"Spalę ten pier…ony budynek". Syn gwiazdora z zarzutami
Próba podpalenia, atak na policjanta i pobicie. Takie zarzuty postawiono 27-letniemu synowi aktora Billa Murraya.
W antyrasistowskich demonstracjach, które w wielu miastach wymknęły się spod kontroli, biorą udział znane osobistości show-biznesu, jak choćby John Boyega, aktor znany z nowych "Gwiezdnych wojen".

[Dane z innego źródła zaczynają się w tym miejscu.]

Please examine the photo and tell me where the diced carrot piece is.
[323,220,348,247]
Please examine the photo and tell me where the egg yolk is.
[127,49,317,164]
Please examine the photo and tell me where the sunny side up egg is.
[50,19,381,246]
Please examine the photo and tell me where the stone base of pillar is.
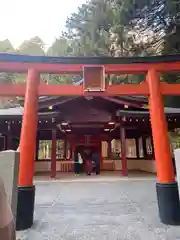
[16,186,35,231]
[156,182,180,225]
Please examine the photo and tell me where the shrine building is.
[0,96,180,178]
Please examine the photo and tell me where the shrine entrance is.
[74,135,102,174]
[0,54,180,230]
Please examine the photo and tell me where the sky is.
[0,0,85,48]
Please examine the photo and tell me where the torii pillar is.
[16,70,40,230]
[147,69,180,225]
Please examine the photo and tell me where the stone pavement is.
[17,178,180,240]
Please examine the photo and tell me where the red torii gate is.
[0,54,180,230]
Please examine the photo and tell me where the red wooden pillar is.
[142,136,148,159]
[108,139,111,158]
[120,127,128,176]
[147,69,180,225]
[51,129,56,178]
[135,138,140,159]
[16,70,40,230]
[6,122,12,150]
[64,138,67,160]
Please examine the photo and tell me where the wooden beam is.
[0,61,180,75]
[0,82,180,97]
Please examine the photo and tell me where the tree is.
[17,36,45,56]
[47,35,72,57]
[0,39,15,83]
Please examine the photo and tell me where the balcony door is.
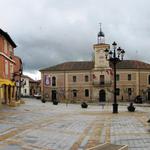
[99,90,106,102]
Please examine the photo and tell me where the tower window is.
[73,90,77,97]
[85,76,89,82]
[128,74,132,81]
[128,88,132,95]
[72,76,77,82]
[116,74,120,81]
[116,88,120,96]
[148,75,150,84]
[85,89,89,97]
[100,75,105,85]
[52,77,56,86]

Ale nie tylko on. Z najnowszych doniesień serwisu Page Six wynika, że w mijającym tygodniu podczas zamieszek aresztowano syna słynnego Billa Murraya.
ZOBACZ TEŻ: najgłupsze wypowiedzi gwiazd o koronawirusie
27-letni Caleb Murray usłyszał zarzuty nieobyczajnego zachowania, próby podpalenia, pobicia i ataku na policjanta. Do zajścia doszło na wyspie Martha's Vineyard u wybrzeży stanu Massachusetts.
Syn aktora miał zostać uderzony przez mężczyznę, który chwilę wcześniej wyzywał protestujących od "czarnuchów".
Caleb został przewrócony na ziemię przez funkcjonariusza i aresztowany. Jak podaje serwis, w drodze do aresztu 27-latek dwukrotnie opluł policjanta.
ZOBACZ: filmik z aresztowania Caleba Murraya
Po dotarciu na miejsce miał rzucić się na policjanta. Z zeznań mundurowych wynika, że syn aktora wydzierał się, że "spali ten pier…ony budynek do żywej ziemi".
Caleb to najstarszy syn Billa Murraya z drugiego małżeństwa z Jennifer Butler, z którą aktor rozstał się w 2008 r.